In many ways, ‘Black Mirror’ follows in the time-honoured footsteps of science fiction literature: imagining a future with all its repercussions for the present. (George Orwell’s ‘1984’ and C.S. Lewis’s ‘That Hideous Strength’ should be required reading for all sentient beings.)

I hesitate to call myself a ‘Black Mirror’ addict, as that might imply enjoyment. But I am impressed with the imagination and the warning. Binge viewing may be a temptation for anything else on Netflix, but not with ‘Black Mirror’. Personally, I dose viewing to a SINGLE episode WHEN I have the stamina; 2 episodes end to end: NOT a good idea.

And I wonder if the writers read news headlines, thinking, “Shucks! We’re too late with that storyline, it’s already happening!”

Capturing life

One example of a ‘Black Mirror’-episode-seemingly-come-to-life is our current tendency to view reality through a screen. We’re so busy capturing life, there’s no time to watch it.

Think of the scenes last Saturday of the newlyweds Meghan and Harry riding in their open coach through Windsor. Through a forest of phones. Thousands upon thousands of phones, cameras, tablets.

I would love to ask the royal couple who they actually had eye contact with. Mostly with the very young and very old?
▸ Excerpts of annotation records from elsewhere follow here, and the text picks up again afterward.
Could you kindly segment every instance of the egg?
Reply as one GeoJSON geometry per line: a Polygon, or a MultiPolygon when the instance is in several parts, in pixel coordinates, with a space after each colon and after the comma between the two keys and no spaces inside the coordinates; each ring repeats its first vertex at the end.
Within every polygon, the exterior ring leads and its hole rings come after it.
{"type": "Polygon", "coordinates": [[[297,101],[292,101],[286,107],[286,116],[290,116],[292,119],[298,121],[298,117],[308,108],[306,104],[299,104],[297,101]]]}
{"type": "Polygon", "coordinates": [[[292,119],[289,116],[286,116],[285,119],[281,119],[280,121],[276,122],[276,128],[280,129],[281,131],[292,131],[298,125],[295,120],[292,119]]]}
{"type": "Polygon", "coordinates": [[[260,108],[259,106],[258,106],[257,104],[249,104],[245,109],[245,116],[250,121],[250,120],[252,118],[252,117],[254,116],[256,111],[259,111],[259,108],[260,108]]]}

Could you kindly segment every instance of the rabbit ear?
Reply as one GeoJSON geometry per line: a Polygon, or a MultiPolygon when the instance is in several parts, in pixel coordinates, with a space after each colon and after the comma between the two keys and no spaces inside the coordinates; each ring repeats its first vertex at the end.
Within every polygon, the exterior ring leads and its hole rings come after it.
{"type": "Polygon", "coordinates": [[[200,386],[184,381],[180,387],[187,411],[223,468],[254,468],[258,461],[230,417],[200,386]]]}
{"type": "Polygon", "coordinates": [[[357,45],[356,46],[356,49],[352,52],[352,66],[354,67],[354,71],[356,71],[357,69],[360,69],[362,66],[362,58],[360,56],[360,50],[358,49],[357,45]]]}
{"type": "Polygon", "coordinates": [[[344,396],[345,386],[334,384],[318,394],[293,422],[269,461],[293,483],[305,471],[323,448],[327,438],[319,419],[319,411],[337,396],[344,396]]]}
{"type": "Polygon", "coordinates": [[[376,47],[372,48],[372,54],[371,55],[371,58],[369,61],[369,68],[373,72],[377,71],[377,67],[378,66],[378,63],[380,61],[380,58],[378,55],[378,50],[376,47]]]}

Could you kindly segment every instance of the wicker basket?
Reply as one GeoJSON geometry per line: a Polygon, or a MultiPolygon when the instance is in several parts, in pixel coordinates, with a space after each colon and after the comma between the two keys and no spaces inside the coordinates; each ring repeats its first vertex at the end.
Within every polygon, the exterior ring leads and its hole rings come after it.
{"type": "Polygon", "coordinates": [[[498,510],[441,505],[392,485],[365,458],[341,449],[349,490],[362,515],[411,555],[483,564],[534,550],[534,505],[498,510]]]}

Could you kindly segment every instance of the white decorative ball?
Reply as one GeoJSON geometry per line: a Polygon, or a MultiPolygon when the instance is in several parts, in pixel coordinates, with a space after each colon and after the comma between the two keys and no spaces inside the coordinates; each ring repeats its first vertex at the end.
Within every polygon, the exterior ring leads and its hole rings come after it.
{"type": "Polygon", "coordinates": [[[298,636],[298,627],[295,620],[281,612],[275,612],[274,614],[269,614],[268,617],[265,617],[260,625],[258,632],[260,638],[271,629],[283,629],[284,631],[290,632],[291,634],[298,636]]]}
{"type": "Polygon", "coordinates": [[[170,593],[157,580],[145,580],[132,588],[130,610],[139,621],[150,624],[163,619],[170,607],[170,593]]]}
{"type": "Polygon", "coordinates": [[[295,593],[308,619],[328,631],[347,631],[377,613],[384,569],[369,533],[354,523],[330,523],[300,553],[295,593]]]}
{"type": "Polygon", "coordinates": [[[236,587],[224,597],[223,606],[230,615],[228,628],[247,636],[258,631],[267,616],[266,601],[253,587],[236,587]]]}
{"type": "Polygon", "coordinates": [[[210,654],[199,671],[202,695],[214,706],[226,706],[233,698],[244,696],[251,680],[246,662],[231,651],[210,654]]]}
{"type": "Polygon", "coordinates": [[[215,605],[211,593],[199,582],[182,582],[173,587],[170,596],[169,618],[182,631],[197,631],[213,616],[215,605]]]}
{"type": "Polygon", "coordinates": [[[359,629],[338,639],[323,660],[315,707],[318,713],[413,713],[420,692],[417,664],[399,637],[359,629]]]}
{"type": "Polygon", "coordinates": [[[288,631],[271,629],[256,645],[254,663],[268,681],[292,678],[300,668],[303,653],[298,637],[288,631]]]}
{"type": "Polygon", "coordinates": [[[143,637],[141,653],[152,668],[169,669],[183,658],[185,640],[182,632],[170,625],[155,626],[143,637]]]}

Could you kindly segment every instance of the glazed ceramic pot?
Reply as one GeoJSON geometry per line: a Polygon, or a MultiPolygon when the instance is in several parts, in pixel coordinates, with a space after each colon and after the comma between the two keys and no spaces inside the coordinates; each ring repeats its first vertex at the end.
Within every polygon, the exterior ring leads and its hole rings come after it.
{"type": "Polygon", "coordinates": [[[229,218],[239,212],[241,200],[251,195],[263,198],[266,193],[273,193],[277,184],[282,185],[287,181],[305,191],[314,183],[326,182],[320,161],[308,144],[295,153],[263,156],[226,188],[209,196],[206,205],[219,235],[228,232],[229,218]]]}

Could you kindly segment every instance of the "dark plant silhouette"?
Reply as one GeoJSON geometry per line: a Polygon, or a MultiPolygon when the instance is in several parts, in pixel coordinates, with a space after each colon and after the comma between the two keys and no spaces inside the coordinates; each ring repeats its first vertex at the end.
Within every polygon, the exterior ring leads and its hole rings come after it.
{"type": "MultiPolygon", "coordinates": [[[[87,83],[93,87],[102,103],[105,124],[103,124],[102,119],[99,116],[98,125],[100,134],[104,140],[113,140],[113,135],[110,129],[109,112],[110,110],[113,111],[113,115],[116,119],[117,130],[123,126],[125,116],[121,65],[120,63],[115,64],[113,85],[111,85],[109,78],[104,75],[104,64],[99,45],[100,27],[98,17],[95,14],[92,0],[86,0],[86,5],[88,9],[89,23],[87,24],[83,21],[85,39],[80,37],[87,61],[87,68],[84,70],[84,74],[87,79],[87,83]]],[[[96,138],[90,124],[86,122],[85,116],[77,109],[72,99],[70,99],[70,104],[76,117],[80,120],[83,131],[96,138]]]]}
Did nearly everybody else have their eyes glued on their screens?

I would love to ask folks from that crowd if they thought about putting down their handheld devices to simply watch Meghan and Harry passing by. Or is there a fear of missing the moment: it has to be recorded in order to be relived and relived again.

But was it ever lived in the first place?

Is the irony, the tragedy, that we have already missed the moment in our efforts to capture it?

Be the one watching

And are we approaching a ‘Black Mirror’ point in society where we’re so accustomed to viewing life through our screens that we start to feel naked and vulnerable without them?

That we start to fear actual eye contact?

Have we even passed that point?

Dare we see screenless?

Let’s not miss the moment passing by.

 

 

Photo: How about screenless viewing?